For decades, Intel has dominated the datacenter market with server chips based on its x86 architecture, while Arm chips were low-performance options used in things like smartphones. But companies like Fujitsu, Amazon, Ampere, and now Nuvia are using Arm’s architecture to come up with chips that offer high performance while remaining energy-efficient. (Beyond the cost savings, energy efficiency is increasingly important as the climate crisis heats up.)
“Nuvia is pretty well-positioned here,” Williams said in an interview with VentureBeat. “We are a serious competitor to all of the companies and their chips.”
Nuvia isn’t licensing a predesigned Arm core as part of its CPU; instead, it is designing its own core under a custom Arm license. That core could be used in multiple chips if Nuvia follows the gameplan of other chipmakers.
“We’re designing our own core from the ground up,” Williams said. “Our secret sauce is really physical design capabilities and microarchitecture. And that’s where you see the differentiation coming into play for almost anybody that builds a processor.”
While Nuvia is young, it has grown fast. The company currently has more than 200 employees, many of whom are engineers who will design chips to be built by a contract manufacturer. The chips are aimed at the datacenter because that’s where the need is.
Williams acknowledged that Nvidia will likely be a competitor at some point, as it takes its own path into the datacenter with Arm chips. But it could be some time before regulators approve that deal. Nuvia hopes to be in the market with its own chip by 2022.
“This chip will be built for performance leadership,” Williams said.
In a blog post, the company said it is aiming for performance-per-watt leadership with its Phoenix CPU core.

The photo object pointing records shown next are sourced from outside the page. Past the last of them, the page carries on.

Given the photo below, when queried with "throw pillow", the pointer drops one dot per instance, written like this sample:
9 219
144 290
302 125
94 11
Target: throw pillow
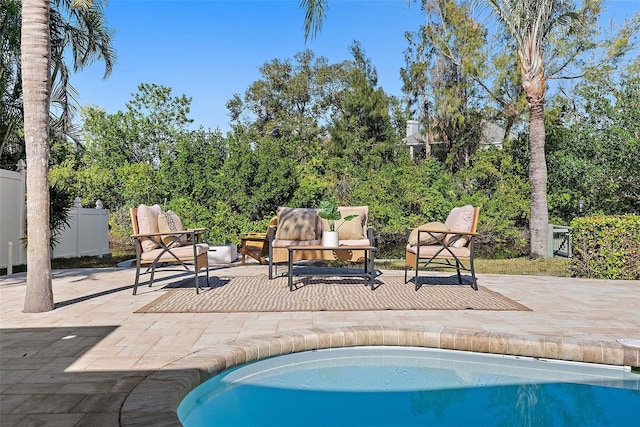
426 238
169 222
296 224
349 230
459 219
148 224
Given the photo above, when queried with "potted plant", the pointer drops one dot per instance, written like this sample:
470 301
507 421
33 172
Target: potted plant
329 211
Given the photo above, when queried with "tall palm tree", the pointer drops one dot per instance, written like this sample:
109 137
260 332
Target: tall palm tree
78 37
529 22
35 58
36 68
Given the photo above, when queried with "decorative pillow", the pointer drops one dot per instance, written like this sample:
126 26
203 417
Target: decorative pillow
170 222
459 219
148 224
296 224
426 238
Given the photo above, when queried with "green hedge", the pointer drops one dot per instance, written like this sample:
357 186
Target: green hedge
606 247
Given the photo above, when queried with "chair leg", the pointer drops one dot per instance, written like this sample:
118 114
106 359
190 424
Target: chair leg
135 285
474 283
153 272
458 267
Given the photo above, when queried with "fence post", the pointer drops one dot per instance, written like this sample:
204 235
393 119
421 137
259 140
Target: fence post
77 205
10 259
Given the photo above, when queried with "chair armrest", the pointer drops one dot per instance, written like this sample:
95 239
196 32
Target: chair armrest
370 236
193 231
254 237
271 234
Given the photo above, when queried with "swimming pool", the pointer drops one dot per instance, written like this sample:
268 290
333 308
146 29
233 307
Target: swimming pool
413 386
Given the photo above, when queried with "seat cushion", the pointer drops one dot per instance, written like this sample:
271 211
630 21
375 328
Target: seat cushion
148 224
297 224
429 251
169 222
459 219
427 238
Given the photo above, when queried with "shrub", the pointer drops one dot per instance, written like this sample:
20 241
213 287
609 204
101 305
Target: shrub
606 247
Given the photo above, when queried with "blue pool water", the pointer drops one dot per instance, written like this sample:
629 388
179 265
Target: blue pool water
409 386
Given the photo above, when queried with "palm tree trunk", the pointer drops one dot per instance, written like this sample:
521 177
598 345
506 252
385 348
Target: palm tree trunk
35 51
539 220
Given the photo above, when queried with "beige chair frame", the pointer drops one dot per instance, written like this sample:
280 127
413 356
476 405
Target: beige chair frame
444 255
166 256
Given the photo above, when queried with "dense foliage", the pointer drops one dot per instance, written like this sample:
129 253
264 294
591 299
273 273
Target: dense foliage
606 247
234 183
308 130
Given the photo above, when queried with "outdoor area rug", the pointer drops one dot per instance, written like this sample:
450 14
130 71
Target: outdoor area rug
259 294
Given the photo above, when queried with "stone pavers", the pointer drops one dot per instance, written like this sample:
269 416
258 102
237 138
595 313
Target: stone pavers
93 361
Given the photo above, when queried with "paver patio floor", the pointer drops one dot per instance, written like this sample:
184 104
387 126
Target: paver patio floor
82 363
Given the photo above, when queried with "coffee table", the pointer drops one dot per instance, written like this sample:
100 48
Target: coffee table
369 263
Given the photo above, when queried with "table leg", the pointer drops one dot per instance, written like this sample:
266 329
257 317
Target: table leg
290 272
372 266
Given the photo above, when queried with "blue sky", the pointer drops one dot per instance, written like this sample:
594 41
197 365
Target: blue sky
211 49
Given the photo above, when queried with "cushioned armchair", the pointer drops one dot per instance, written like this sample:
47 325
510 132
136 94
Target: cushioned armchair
448 245
161 240
303 227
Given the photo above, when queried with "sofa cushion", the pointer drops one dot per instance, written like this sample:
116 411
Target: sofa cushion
297 224
428 238
148 224
169 222
459 219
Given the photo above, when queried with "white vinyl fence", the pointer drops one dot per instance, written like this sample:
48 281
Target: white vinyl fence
88 234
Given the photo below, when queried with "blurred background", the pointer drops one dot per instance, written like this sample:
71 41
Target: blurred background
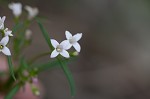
114 62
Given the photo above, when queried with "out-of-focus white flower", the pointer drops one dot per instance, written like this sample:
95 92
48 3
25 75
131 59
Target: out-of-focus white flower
73 40
8 32
3 47
32 12
16 8
28 34
2 19
59 49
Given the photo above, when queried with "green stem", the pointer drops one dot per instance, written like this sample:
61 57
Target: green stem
37 57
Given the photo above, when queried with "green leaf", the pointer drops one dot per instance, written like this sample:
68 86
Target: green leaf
13 91
45 34
68 75
11 67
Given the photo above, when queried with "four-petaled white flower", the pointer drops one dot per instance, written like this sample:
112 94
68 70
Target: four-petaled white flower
16 8
8 32
3 47
73 40
2 22
59 49
32 12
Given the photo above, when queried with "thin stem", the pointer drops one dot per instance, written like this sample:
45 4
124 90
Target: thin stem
37 57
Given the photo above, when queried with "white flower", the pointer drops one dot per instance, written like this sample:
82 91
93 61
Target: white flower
28 34
16 8
2 22
59 49
32 12
8 32
73 40
3 47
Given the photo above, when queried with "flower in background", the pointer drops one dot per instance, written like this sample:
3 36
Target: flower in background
28 34
2 19
73 40
59 49
3 47
16 8
8 32
32 12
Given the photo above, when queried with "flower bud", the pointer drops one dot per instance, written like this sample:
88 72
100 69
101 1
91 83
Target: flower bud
28 34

Measured against chips that generate 1 watt to 4.5 watts per core, the Phoenix CPU core could be twice as fast as the competition, Nuvia said.
“We are going to look very much like a mobile core in terms of size and power, but performance is going to be substantially higher,” Williams said.
The team has deep roots in the industry. Gulani worked on chips at Apple and Google; Bruno worked on chips at AMD, Apple, and Google; and Williams also worked at Apple.
Williams said the funds will go toward designing the chip, building it at the foundry, assembling and packaging it, and creating software to run on it. The company will also have to design sample systems, or a reference platform, for customers to use or figure out their own products.